There are three deaths. The first is when the body ceases to function. The second is when the body is consigned to the grave. The third is that moment, sometime in the future, when your name is spoken for the last time.
This quote from David Eagleman chilled me when I first read it. It implies a time when everyone I will ever know, including my son, have ceased to be. I’ve thought about it a lot since then as I do my genealogy research. So many names of so many people who are long gone from the Earth.
In our attic are several boxes of photos and documents left me by my mother, Renate Lilly (née Pniower). Much of it was in turn left to her by her own mother, Ruth Blume (née Hartmann), and some of that came from her mother, Else Sapatka-Hartmann. I won’t go on with this progression, but at least two documents date back to the 17th Century. It's a rich trove for an amateur genealogist, particularly as at least one ancestor did a lot of research themselves and wrote it all down.
I spent a fair few weeks going through everything, pulling it into some sort of order, and cataloguing it for my son for when he inherits it. When I’m gone, there may be nobody left who remembers what my grandmother looked like, and maybe also my mother. So I’ve been writing names and dates on the back of photos, labelling albums, grouping related photos into folders.
So many names came back to me from conversations my mother had with me. If only I’d paid more attention though. I remember her talking about her friend Inge Juchnowycz, but I don’t remember how the two of them were friends in the first place. Still, I found two photos of her, sent from Canada in the 1950s, and I’ve duly annotated them. Not that my son will have any interest in a friend of his grandmother, and perhaps I could safely just discard them, but once they’re gone, they’re gone forever.

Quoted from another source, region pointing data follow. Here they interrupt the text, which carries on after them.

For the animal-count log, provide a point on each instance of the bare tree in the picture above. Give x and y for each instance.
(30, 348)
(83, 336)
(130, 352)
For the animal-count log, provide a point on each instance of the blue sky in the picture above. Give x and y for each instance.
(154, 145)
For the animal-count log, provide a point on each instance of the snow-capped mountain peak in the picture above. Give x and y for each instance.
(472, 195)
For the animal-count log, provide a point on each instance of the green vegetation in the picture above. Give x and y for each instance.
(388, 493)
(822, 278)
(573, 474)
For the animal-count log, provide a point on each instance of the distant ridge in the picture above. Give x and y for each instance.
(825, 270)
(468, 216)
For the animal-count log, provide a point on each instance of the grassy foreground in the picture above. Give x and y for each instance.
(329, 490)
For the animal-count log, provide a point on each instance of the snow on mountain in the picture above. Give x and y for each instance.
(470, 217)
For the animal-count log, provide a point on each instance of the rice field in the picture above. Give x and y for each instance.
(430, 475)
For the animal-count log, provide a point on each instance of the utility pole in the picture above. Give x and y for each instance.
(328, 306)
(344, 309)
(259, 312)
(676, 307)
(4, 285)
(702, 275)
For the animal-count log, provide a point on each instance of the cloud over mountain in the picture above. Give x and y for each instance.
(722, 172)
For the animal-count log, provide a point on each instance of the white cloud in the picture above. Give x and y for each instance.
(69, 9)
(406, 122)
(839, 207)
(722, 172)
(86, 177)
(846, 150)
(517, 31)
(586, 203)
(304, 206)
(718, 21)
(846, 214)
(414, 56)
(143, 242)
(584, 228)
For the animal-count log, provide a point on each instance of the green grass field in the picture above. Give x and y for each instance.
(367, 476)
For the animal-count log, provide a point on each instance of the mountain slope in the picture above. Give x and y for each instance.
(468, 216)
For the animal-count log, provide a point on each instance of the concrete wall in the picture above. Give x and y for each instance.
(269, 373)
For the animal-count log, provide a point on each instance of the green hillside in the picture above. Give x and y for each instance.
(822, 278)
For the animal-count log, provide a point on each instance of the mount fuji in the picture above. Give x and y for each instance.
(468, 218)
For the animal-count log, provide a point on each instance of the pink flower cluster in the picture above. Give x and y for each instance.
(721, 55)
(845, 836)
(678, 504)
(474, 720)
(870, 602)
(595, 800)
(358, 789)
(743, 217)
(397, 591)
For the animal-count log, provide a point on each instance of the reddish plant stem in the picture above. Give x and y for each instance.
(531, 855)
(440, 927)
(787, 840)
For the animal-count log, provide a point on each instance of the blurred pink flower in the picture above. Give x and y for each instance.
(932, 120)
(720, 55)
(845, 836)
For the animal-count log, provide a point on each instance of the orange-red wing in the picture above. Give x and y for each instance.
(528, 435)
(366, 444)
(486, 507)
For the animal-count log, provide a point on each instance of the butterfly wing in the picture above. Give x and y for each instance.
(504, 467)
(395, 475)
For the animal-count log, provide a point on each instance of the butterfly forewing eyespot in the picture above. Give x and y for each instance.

Among my mother’s early photos was a card from 1939:
In February 1939 my mother was a pupil at Stoatley Rough School near Haslemere, so possibly she received this card on a school visit to Coultershaw Mill in Petworth. I made some enquiries, but if anyone now knows what these cards were for or why Gordon Gwillim was handing them out, I can’t find them.
My grandmother prepared two photo albums for my mother as mementos of their family. In these I found photos of her uncles, aunts, cousins, and also a baby sister who died aged just one, and whom I had never heard about. With a bit of work I was able to reconstruct the family tree enough to place these people, and then upload their photos into Ancestry.com. It may be a bit silly, but it feels to me that in some way they are not forgotten and so still live on.
Among my grandmother’s ancestors was a branch from East Prussia. Prussia was erased from the maps after WW2, and the place names I found in the papers are now in Poland. I was surprised and pleased to find that one of our ancestors has their own Wikipedia page, one Heinrich Friedrich Ernst von Corvin-Wiersbitzki, a major-general in the Prussian Army, who fought in the Napoleonic Wars.
My grandmother’s father was Alfred Georg Hartmann,
who was an arts reviewer for various publications. He used to clip out his reviews and paste them into scrapbooks, and these too have been handed down. There are dozens of them, all printed in Gothic German, none of which will probably ever be read again. Nevertheless I will hold onto them, for once they’re gone, they’re gone. A handwritten journal of his business trips, complete with records of all his illnesses, is of slightly more interest. I wondered why he would bother recording his temperature whenever he felt unwell, until I realised that he lived in an age before antibiotics, so dying from a fever was much more of a risk.
I had known that his wife, Else Sapatka-Hartmann (full name Minna Albertine Elisabeth Sapatka),
was a painter. I hadn’t, though, realised that she was also an author, writing as Else Alberts. She kept a collection of acceptance notes from her publishers; more interestingly I found three different drafts of a children’s book called
Hudi. It doesn’t look as if it ever made it into print. I wondered why she had bothered to keep all the drafts, but in a journal I realised that Hudi had been her pet name for her daughter, Ruth. She still used that name in a letter to her daughter written just a few months before she died.
The photos and papers are all boxed up again, safe in the attic. My Ancestry tree has one of its branches much extended, and the faces of long gone ancestors now look out at me. I know so little of their stories, by contrast, my descendants will potentially have reams of information about me, through my digital footprint. Including this blog.